# Using Proportions To Solve Problems

However, the unknown quantity was different for each problem. Red is used for the unknown quantity in each problem.

In Problem 1 we let x represent the unknown quantity "what percent"; in Problem 2 we let x represent the unknown quantity "of what number"; and in Problem 3 we let x represent the unknown quantity "What is." Thus, we solved three different percent problems, where in each problem, two numbers were given and we were asked to find the third.

Analysis: In this problem, you are being asked 8 is what percent of 20?

You are given two numbers from the proportion above and asked to find the third.

This unknown quantity will be represented by x in our proportion. Substitute: Now we can substitute these values into our proportion.

becomes Solve: Cross multiply and we get: 20x = 800 Divide both sides by 20 to solve for x and we get: x = 40 Solution: 8 is 40% of 20. Note that in Problem 1 we did not have to cross multiply to solve the proportion.

Exponents may not be placed on numbers, brackets, or parentheses.

Parentheses ( ) and brackets [ ] may be used to group terms as in a standard equation or expression.

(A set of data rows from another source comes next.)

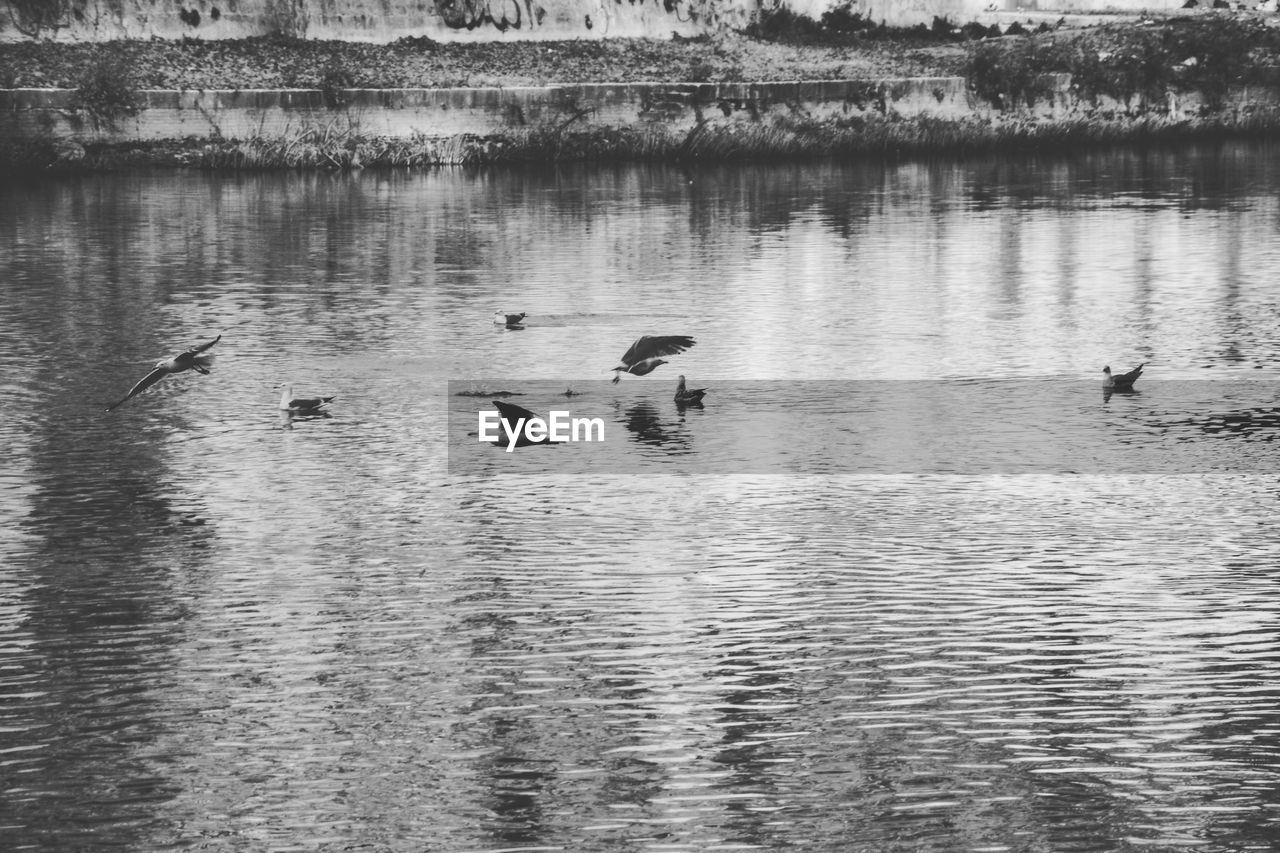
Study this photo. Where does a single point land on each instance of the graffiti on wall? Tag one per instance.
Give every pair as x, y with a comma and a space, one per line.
499, 14
524, 14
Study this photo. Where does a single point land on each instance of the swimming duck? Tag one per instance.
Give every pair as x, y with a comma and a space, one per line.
1124, 382
190, 360
513, 423
686, 397
301, 405
644, 355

In Problem 1 we were asked 8 is what percent of 20?Use the following as a guide: Any lowercase letter may be used as a variable.Exponents are supported on variables using the ^ (caret) symbol. Note: exponents must be positive integers, no negatives, decimals, or variables.We will let variable x represent this unknown quantity in our proportion.Substitute: Now we can substitute these values into our proportion.and we found the solution by substituting into a proportion.But how would we solve this problem: 18 is 40% of what number? Identify: The phrase 18 is means that 18 is the part.and how would we solve this problem: What is 20% of 45? 40% means that 40 will replace percent in our proportion.The phrase of what number represents the whole and is the unknown quantity.20% means that 20 will replace percent in our proportion. Substitute: Now we can substitute these values into our proportion.becomes Solve: Cross multiply and we get: 100x = 45(20) or 100x = 900 Divide both sides by 100 to solve for x and we get: x = 9 Solution: 9 is 20% of 45 In Problems 1, 2 and 3 we are given two numbers and asked to find the third by using a proportion.

## One thought on “Using Proportions To Solve Problems”

1. It does not matter to us, whether you are too busy at work, concentrating on a passion project, or simply tired of a seemingly infinite flow of assignments.

2. But it can also mean explaining any gaps or irregularities and anticipating some of the questions they might raise.

3. So, you come up with the great idea to show a film. You plan to dim the lights, hit the play button, and quietly sit in the back of the classroom wishing for some popcorn. The film starts and before you know it you find yourself wondering – how does this fit with the material I’ve been presenting?

4. Odds are, you’ll sound like Rutger Hauer talking about moon beams and tears in the rain; it may sound beautiful but your audience has little to relate to. [Note to readers: I’m not against pure cinema; I just generally can’t handle it for more than thirty minutes and I find it difficult to write about.] The plot may be minimal and the film may primarily define itself visually but those two factors intersect to provide the film with a multi-layered subtext.